Eine Ein-Punkt-Partei also. So haben auch die Grünen einmal angefangen. Auch programmatische Diät kann zu einer Kraft werden, wenn sie ihre Zeit, ihr Publikum findet. Vielleicht ist ein altmodisch dickes Parteiprogramm mit vielen Spiegelstrichen gar nicht wichtig. Aber da ist noch etwas, ohne das geht es nicht. Jede erfolgreiche Partei hat etwas, das größer ist als ihr Straucheln im politischen Unterholz: eine Aura, eine Idee. Wer Rot wählt, wählt Gerechtigkeit. Wer Schwarz wählt, Bürgerlichkeit. Wer Grün wählt, eine befriedete Welt.

Was also wäre die Aura, was wäre der geistige Ort einer Anti-Euro-Partei – mehr Haushaltsdisziplin wagen? Nein, das würde nicht reichen. Das wäre zu wenig für eine kleine Volkspartei.

Vielleicht muss sie gar nicht gegründet werden.

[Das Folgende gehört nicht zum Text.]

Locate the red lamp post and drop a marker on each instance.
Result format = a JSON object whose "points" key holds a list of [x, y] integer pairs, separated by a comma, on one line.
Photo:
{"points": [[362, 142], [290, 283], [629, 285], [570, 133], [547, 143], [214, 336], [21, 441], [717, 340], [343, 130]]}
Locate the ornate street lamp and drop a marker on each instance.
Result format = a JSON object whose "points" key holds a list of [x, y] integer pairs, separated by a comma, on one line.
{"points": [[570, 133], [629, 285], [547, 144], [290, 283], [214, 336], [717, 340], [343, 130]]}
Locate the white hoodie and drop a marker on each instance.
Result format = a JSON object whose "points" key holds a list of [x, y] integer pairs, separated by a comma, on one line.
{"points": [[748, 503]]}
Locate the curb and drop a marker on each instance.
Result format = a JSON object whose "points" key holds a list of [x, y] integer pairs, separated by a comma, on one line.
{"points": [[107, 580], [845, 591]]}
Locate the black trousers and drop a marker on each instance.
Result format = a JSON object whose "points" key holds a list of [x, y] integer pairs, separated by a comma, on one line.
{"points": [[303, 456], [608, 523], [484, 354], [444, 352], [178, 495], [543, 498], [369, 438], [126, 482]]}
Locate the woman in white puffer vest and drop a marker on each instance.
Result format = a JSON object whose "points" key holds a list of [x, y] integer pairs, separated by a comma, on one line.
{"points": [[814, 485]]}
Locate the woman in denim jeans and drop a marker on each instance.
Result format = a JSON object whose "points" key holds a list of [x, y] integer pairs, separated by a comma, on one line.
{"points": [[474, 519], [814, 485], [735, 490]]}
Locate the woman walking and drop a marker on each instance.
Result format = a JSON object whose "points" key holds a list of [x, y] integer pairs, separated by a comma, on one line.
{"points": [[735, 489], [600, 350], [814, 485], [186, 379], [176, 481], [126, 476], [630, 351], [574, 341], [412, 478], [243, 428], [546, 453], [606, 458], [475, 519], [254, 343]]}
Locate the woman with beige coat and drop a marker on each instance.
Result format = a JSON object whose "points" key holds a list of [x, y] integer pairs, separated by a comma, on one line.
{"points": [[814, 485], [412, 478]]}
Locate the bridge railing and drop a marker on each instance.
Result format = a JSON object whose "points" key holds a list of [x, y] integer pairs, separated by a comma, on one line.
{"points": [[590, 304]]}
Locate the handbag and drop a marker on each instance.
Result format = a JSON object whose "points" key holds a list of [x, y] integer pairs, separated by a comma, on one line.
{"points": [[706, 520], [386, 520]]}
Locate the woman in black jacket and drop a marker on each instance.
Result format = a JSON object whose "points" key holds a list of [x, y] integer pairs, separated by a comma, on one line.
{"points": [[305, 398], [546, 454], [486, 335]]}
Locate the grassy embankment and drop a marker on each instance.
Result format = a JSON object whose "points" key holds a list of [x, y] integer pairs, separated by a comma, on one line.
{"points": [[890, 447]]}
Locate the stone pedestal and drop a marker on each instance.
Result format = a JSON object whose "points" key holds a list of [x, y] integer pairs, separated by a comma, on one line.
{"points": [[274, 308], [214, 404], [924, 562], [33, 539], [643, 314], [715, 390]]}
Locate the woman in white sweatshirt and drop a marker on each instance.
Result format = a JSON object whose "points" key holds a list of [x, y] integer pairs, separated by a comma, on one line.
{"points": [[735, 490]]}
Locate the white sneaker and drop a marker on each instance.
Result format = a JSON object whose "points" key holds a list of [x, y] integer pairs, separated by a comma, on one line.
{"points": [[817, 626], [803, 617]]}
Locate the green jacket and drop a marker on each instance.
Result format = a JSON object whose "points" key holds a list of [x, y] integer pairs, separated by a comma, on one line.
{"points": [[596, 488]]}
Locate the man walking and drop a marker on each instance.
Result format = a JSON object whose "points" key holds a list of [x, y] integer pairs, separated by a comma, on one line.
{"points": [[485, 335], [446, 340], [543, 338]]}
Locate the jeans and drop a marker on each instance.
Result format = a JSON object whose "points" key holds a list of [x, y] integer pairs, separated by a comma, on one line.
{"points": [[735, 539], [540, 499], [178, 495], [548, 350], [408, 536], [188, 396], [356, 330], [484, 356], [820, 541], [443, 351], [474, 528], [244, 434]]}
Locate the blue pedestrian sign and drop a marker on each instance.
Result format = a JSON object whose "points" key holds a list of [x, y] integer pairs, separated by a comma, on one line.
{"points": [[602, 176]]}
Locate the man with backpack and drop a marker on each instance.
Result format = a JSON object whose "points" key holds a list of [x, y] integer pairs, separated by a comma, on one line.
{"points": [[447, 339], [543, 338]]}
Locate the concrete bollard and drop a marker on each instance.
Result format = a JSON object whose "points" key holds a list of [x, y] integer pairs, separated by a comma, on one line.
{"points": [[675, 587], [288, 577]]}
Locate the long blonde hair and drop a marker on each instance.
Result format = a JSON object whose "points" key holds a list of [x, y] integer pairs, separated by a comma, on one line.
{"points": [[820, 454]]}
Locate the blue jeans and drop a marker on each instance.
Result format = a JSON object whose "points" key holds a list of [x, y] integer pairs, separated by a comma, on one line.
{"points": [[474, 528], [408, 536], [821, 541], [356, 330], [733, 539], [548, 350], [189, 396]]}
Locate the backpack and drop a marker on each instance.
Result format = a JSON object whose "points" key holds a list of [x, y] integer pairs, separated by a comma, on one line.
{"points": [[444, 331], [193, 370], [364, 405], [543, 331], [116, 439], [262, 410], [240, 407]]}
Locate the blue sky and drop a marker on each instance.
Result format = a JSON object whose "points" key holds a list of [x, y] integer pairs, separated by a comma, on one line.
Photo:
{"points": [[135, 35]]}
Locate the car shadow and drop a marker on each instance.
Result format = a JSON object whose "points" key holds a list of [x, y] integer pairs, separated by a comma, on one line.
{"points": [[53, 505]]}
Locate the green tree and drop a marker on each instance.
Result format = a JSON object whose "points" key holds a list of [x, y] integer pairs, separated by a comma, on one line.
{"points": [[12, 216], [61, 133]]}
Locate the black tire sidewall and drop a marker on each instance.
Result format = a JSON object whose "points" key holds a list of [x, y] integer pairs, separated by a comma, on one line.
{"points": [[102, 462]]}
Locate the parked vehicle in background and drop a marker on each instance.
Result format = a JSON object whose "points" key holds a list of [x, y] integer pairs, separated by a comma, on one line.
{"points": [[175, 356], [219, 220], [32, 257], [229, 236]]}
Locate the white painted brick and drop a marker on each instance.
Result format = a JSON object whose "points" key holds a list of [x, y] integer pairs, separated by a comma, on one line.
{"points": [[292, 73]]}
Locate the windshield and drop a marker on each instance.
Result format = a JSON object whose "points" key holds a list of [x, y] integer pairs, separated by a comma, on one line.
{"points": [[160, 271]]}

Vielleicht hat sie ihr Ziel schon erreicht, ohne dass es sie gibt: dass über den massiven Umbau Europas, der in diesen Monaten wie nebenbei vonstattengeht und von der Regierung als krisenbedingte Reparatur technischer Art verkauft wird, offen gesprochen wird; dass die Deutschen, die das alles existenziell angeht und die in eine neue Zentralität hineinwachsen, die ihnen selbst nicht geheuer ist, eine politische Sprache dafür finden – auch für ihre Interessen. Dass das Unwort »alternativlos«, ein Wort aus dem Jargon von Kapitulationsverhandlungen, in die Biotonne getreten wird.